Turning Iron and Steel Manufacturing Waste Into Valuable Materials
China currently manufactures half of the world’s iron and steel through a process that leaves enormous amounts of waste, or slag, to accumulate in landfills or in stockpiles out in the open where its toxic elements may cause environmental and health problems. In partnership with a major iron and steel company in China, two Columbia engineering researchers hope to repurpose some of this slag for use in a range of industries, including paper, plastic, paint, cement, oil, and gas.
In late December 2016, executives from China’s Baotou Iron and Steel (Group) Co. visited the Columbia Engineering lab of Ah-Hyung (Alissa) Park and Xiaozhou (Sean) Zhou to see the operation of a prototype processing unit designed by Park and Zhou to repurpose slag. Their goal is to turn wastes of steel and iron manufacturing into reusable materials through a chemical process that integrates the processes of mineral carbonation and rock weathering. They also hope to reduce overall carbon emissions by using industrially emitted carbon dioxide (CO2) as one of the reactants.
“We are working with Baotou Steel on an exciting project that uses our carbon sequestration technology to treat their iron and steel slag,” says Park, associate professor of earth and environmental engineering and chemical engineering and director of the Lenfest Center for Sustainable Energy. “The techniques we’ve developed have the potential to make iron and steel manufacturing substantially more sustainable—not only in China but globally.”
The visit was part of an EcoPartnership program between the United States and China that was announced in 2015. Representatives from Columbia Engineering and Baotou Steel, one of China’s largest steel companies, were joined by Scott Smouse, senior advisor to the deputy assistant secretary for clean coal and carbon management at the U.S. Department of Energy, and Vatsal Bhatt, senior energy policy advisor at Brookhaven National Laboratory who is also member of the EcoPartnership Secretariat. To design and fabricate the prototype, Park, whose research is focused on developing ways to capture CO2 from industrial sources before they enter the atmosphere, worked closely with Zhou MS’11, MPhil’14, PhD’15, the project’s leader who developed the slag-conversion process and is an associate research scientist in the department of earth and environmental engineering.
The researchers hope to be able to reach zero-waste by comprehensively using as much of Baotou Steel’s slag as they can. “We expect that this will reduce the amount of land used to stockpile slag, clean up landfills, and convert the waste into valuable products for several other industries,” Zhou says. “Maximizing the overall sustainability of the iron and steel industry and improving how we use resources and materials could be transformative.”
The prototype unit is expected to produce a wide range of usable materials from Baotou slag and carbon dioxide.

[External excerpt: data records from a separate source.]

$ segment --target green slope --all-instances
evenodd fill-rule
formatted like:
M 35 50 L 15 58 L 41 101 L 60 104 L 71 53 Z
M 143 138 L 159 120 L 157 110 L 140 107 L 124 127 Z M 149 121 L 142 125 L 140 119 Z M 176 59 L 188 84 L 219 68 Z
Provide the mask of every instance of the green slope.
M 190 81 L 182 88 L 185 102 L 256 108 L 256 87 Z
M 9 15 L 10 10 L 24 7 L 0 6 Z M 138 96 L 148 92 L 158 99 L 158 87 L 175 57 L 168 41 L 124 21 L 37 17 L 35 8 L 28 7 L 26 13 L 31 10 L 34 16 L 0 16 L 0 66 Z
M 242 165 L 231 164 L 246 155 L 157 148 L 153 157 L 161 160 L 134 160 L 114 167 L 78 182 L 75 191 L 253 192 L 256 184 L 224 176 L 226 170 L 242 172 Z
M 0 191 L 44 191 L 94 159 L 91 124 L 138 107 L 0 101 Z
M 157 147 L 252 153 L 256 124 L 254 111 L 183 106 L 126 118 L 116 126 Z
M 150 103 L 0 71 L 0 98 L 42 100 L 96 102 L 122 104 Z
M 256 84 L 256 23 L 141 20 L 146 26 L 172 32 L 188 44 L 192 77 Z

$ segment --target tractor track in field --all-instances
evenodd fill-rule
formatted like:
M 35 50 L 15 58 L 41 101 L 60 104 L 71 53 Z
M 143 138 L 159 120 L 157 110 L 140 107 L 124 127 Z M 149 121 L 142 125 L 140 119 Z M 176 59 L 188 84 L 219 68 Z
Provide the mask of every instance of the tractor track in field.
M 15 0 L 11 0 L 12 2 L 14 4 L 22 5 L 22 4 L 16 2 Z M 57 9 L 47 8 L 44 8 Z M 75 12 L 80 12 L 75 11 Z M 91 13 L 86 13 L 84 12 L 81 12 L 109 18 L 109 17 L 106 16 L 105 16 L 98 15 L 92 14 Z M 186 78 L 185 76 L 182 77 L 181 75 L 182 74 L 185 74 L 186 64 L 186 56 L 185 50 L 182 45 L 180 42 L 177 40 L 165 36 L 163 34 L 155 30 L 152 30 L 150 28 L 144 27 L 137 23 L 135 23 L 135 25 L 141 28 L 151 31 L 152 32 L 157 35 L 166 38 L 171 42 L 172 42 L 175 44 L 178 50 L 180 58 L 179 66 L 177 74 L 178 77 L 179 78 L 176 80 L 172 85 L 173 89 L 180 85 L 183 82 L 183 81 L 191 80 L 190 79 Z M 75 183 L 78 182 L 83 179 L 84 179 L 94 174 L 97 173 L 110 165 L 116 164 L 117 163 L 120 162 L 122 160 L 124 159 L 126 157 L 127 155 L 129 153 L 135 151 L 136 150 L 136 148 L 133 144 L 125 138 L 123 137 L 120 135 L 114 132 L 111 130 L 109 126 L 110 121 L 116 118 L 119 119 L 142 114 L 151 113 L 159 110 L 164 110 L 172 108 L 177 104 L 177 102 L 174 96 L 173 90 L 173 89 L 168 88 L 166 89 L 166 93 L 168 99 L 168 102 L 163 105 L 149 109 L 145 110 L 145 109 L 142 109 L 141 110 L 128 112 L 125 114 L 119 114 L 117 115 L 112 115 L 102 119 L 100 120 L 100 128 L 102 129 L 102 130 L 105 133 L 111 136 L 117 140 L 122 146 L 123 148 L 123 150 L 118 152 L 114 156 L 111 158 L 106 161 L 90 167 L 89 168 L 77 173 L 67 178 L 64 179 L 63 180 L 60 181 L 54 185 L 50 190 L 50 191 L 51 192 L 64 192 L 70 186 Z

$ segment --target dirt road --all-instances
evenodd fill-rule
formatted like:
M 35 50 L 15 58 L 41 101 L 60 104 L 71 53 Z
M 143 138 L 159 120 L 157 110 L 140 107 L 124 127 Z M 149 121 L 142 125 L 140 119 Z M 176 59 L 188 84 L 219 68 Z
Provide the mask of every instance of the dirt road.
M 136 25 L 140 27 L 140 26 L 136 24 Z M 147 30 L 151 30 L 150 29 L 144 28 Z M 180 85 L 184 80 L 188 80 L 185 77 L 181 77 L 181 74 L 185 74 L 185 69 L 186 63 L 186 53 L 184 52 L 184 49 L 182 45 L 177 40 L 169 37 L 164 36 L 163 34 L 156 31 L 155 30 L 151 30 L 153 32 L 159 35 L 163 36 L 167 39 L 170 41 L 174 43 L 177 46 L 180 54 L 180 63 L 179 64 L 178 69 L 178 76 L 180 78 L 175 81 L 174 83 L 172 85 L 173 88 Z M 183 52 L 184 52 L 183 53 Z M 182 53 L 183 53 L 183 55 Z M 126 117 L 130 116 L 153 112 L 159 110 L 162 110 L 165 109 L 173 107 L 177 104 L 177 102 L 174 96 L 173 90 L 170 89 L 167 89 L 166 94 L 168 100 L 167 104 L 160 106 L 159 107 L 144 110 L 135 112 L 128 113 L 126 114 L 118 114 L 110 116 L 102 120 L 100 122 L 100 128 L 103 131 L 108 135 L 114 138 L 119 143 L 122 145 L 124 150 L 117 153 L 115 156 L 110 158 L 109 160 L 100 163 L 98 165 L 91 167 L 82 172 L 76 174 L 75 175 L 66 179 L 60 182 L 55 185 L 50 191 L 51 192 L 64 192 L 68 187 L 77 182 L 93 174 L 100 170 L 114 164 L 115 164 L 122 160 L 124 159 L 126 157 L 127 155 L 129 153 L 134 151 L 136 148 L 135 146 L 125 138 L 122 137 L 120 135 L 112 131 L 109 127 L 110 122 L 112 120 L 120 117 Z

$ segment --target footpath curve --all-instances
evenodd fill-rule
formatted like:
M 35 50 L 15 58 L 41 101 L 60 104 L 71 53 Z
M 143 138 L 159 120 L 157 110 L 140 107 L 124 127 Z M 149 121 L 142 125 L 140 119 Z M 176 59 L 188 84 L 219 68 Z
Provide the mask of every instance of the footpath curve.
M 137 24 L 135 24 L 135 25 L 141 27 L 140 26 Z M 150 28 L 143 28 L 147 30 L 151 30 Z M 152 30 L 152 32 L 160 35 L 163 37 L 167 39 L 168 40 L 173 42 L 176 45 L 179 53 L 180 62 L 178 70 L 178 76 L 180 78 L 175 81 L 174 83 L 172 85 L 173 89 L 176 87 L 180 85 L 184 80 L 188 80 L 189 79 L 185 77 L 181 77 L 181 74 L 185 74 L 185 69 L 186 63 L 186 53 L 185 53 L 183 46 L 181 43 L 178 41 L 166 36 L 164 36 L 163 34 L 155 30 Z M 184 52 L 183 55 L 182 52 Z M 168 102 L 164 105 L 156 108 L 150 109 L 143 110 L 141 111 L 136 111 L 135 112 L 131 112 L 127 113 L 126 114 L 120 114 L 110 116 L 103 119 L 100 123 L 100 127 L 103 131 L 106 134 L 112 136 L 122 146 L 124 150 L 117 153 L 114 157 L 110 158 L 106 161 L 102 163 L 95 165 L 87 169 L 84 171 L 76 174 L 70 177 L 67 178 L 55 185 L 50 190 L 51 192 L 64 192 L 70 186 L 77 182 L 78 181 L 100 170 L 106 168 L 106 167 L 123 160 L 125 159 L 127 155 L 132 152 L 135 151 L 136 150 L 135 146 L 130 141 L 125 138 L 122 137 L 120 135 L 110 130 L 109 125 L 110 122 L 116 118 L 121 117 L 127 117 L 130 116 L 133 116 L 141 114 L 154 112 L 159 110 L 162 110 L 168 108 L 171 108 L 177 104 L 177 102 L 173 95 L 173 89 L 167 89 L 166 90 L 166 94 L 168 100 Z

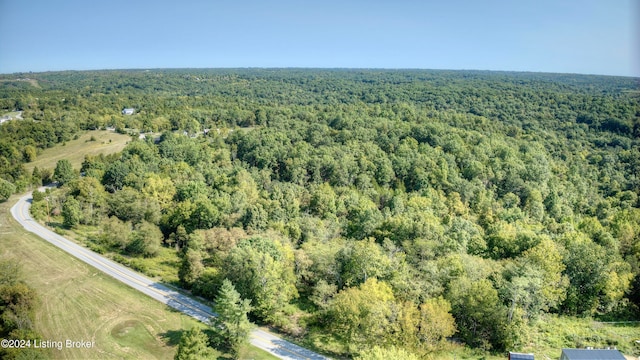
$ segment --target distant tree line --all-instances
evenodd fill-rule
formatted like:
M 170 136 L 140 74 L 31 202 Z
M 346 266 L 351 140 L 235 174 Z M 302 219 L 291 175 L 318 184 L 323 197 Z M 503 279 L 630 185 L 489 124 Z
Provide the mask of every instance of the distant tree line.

The project leaders have formed a Columbia spinoff startup, GreenOre CleanTech LLC, through Columbia Technology Ventures, and are working on their project's next phase: designing the first commercial pilot plant, which is planned to be 500 times the size of the prototype in the Columbia Engineering lab. That plant is scheduled to be built in Inner Mongolia, China, over the next year and to go into operation by mid-2018.
“Our timing has been perfect,” notes Zhou, whose project received seed funding and mentoring from the School's Translational Fellows Program. “There is an urgent need for appropriate treatment of slag by Chinese iron and steel companies, especially since these organizations are facing stricter environmental regulations and the costs of industrial land use are rising. At the same time, the mineral carbonation technology using wastes has made major advances around the world and this Columbia technology has a very promising technical and economic feasibility.”
The project is especially timely for Park’s group at Columbia Engineering, which is focused on investigating the reaction pathways that allow the production of high-value materials from mineral or industrial waste using industrially emitted CO2. “Our ultimate goal is to change people’s views on wastes, whether industrial or domestic.” She says. “By engineering these unconventional ‘green ores’ into valuable products, we can effectively utilize them in our industries, and this will improve the overall sustainability of the production of industrial commodities.”